As Anthony pointed, please make sure PAL ITR is there before calling!

-Fred

Xu, Anthony wrote:
> Dan,
> Could you double check the itr which is mapping PAL code is there
> just before invoking ia64_pal_call_static? 
> 
> Thanks
> -Anthony
> 
>> -----Original Message-----
>> From: Magenheimer, Dan (HP Labs Fort Collins)
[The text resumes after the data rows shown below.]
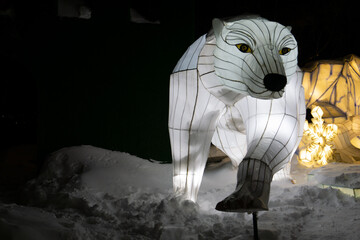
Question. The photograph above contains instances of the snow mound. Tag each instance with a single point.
(338, 174)
(91, 193)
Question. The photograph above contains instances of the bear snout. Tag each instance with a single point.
(275, 82)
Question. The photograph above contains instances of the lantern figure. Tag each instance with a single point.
(318, 151)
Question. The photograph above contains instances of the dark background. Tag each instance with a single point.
(103, 81)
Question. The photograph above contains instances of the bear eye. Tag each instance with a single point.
(284, 51)
(244, 48)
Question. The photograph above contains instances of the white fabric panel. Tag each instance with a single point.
(223, 99)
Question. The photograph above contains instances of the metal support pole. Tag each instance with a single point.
(256, 234)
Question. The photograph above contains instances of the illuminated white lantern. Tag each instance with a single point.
(238, 87)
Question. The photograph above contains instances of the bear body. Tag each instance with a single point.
(239, 88)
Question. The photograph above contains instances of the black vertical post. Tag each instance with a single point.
(256, 234)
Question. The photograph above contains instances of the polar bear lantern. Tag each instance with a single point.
(239, 88)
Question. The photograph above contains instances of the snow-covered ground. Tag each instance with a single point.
(91, 193)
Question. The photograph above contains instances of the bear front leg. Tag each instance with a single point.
(193, 115)
(189, 168)
(252, 190)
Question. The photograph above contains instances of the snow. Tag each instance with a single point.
(91, 193)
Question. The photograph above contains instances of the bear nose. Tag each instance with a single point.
(274, 82)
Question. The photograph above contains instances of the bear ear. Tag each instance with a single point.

>> [mailto:dan.magenheimer@xxxxxx] Sent: 2005年12月24日 2:22 To: Xu,
>> Anthony; Yang, Fred; Tian, Kevin; xen-ia64-devel@xxxxxxxxxxxxxxxxxxx
>> Subject: RE: CONFIG_IA64_SPLIT_CACHE was: [Xen-ia64-devel] Console
>> problem on domU on tip?  
>> 
>> I got up early and spent several hours trying to debug
>> this further.  By adding timing loops and other debug code
>> and moving all the relevant PAL macros around, I proved
>> conclusively that the ia64_pal_call_static assembly routine
>> is not returning.  Next I added an infinite loop to the ivt
>> nested TLB handler (which isn't used by Xen except by some
>> fast paths that are currently off).  With this loop, the
>> error message goes away and Xen "freezes".  I think this
>> proves that the PAL call is inappropriately accessing some
>> (unpinned) data location with psr.ic off.
>> 
>> You should note that this is the only PAL call that requires
>> psr.ic to be off.  I suspect that OS's need to be prepared
>> for the possibility that a fault occurs.  Linux is not
>> so never calls the routine.  Xen is not prepared either.
>> 
>> Happy holidays!
>> 
>> Dan
>> 
>>> -----Original Message-----
>>> From: Xu, Anthony [mailto:anthony.xu@xxxxxxxxx]
>>> Sent: Thursday, December 22, 2005 7:29 PM
>>> To: Magenheimer, Dan (HP Labs Fort Collins); Yang, Fred;
>>> Tian, Kevin; xen-ia64-devel@xxxxxxxxxxxxxxxxxxx
>>> Subject: RE: CONFIG_IA64_SPLIT_CACHE was: [Xen-ia64-devel]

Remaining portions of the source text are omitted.